Washington Monthly publishes two sets of rankings, one for national universities and one for liberal arts colleges, each year. This year, the top three spots in the magazine's national university rankings all went to schools in the University of California system: UC Berkeley, UC San Diego, and UC Los Angeles, respectively. The top three liberal arts colleges were Amherst College, Mount Holyoke College, and Williams College. Amherst and Williams both appeared in U.S. News' top three, as well, but rankings differed sharply for many of Washington Monthly's other top schools, which included many state colleges, as opposed to the elite private colleges that dominate U.S. News.

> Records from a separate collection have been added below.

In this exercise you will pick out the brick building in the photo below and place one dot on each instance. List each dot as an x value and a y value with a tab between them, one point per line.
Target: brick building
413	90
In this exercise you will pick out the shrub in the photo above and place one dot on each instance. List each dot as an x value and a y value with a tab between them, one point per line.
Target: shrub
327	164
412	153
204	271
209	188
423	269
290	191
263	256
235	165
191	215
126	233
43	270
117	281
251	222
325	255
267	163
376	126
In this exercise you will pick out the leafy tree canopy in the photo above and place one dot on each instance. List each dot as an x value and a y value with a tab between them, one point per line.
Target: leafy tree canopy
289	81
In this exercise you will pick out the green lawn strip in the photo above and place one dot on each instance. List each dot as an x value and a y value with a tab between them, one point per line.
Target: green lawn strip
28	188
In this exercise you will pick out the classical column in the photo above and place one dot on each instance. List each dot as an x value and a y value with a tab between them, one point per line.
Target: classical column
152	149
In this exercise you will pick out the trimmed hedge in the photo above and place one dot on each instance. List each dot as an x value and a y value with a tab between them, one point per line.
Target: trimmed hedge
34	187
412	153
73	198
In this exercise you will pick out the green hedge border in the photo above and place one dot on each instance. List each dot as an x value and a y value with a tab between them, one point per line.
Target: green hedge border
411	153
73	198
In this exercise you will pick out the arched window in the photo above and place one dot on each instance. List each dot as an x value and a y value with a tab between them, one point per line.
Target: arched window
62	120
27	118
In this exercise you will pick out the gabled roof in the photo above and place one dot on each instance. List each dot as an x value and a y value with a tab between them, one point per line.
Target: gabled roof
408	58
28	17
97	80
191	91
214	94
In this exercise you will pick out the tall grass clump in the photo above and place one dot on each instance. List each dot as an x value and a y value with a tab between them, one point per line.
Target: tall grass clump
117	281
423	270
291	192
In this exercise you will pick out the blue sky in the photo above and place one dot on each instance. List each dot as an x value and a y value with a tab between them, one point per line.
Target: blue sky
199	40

A large part of the drastically different rankings comes from Washington Monthly's chosen methodology, which asks as much what colleges are doing for the country as it asks what they can do for their students. This is determined by looking at factors that include student involvement in national service, university involvement in research, and the social mobility attending college gives students.
The service index is achieved by looking at the number of current students involved in ROTC, the Reserve Officer Training Corps, as well as graduate participation in the Peace Corps. Research is determined by the university's production of PhD graduates, the number of degree recipients going on to achieve PhDs at other institutions, and other components such as research spending and faculty awards. The matrix is slightly different for liberal arts college, as many don't award PhDs and some don't provide data for all of the research categories. Social mobility is based on each school's ability to enroll and graduate needy students, determined by a calculation involving the percentage of students who receive federal Pell Grants and the school's undergraduate graduation rate.
Washington Monthly provides a more thorough description of their rankings system, as well as the rationale behind their decision to rank colleges, on their College Guide website. Other magazines participating in the college rankings game include Princeton Review and Forbes Magazine.